The spacious campsites are nestled in a dense old-growth forest of Douglas fir, cedar and western hemlock, and are within walking distance to the river.
Campers will find a wide variety of recreational activities in the North Fork Skykomish, Beckler River and West Fork Foss River areas.
In addition to being a prime location for hiking, biking and fishing in the summer and early fall, Beckler River offers excellent skiing and snowshoeing in the winter months.
The Mt. Baker-Snoqualmie National Forest boasts 1,500 miles of trails. From smooth paths meandering through deep quiet forests to challenging ascents up boulder-studded mountains, opportunities abound for every skill level.
Starting at the Jennifer Dunn Trailhead, the Beckler Peak Trail offers hikers the opportunity to view the diverse landscapes of the area from a variety of perspectives. Starting out on a decommissioned logging road, the trail climbs through young alder and vine maple to an expansive vista of the Skykomish Valley. The trail continues to switchback through massive trees and by the remains of a trapper's cabin. The final ridge affords hikers panoramic views of near and distant peaks.
Beckler River campground offers standard sites, accommodating both tent and RV camping. Picnic tables, vault toilets and drinking water are provided.
Access to the Skykomish River is available from the campground, and several sites are near the river's edge.
Hemmed in by several designated wilderness areas, the Mt. Baker-Snoqualmie National Forest showcases rugged peaks, sparkling alpine lakes and old-growth forests.
Mt. Baker, the most prominent feature of the Mt. Baker Wilderness Area, dominates the landscape on a clear day. Rising to an elevation of 10,781 feet, this active volcano is perpetually snow-capped and mantled with an extensive network of creeping glaciers. Mt. Baker's summit, Grant Peak, is actually a 1,300-foot-deep mound of ice, which hides a massive volcanic crater.
The undeveloped wilderness, clean streams and diverse forests support a variety of wildlife, including mountain goats, coyotes, pine marten, a variety of migratory birds and native fish.
Visitors enjoy the North Cascades and Mt.

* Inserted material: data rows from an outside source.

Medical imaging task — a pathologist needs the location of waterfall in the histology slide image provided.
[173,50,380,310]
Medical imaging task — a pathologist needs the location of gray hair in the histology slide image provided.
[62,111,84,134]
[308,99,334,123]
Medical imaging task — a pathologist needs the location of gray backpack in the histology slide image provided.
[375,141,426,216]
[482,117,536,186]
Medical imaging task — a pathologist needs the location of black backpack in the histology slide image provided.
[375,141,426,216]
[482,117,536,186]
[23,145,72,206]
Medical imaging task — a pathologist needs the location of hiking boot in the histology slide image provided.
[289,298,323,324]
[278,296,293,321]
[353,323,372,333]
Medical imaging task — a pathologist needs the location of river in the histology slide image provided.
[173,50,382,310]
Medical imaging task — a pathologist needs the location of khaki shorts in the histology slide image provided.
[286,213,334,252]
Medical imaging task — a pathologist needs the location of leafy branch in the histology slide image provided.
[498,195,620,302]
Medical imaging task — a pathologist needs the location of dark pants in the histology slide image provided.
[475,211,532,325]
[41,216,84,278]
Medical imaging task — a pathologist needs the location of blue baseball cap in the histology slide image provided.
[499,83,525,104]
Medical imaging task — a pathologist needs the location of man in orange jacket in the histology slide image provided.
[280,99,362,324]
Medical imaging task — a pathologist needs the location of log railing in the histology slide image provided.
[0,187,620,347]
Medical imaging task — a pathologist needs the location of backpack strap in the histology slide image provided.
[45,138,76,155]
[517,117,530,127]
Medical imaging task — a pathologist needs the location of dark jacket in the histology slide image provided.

Rainer National Parks, where interpretive programs and exhibits offer education about the diverse landscape and history of the area.
The spectacular Pacific Crest Trail (PCT), one of the world's premier National Scenic Trails, showcases some of North America's most fantastic scenery, winding its way its way from Mexico to Canada through California, Oregon and Washington, and is accessible near the campground.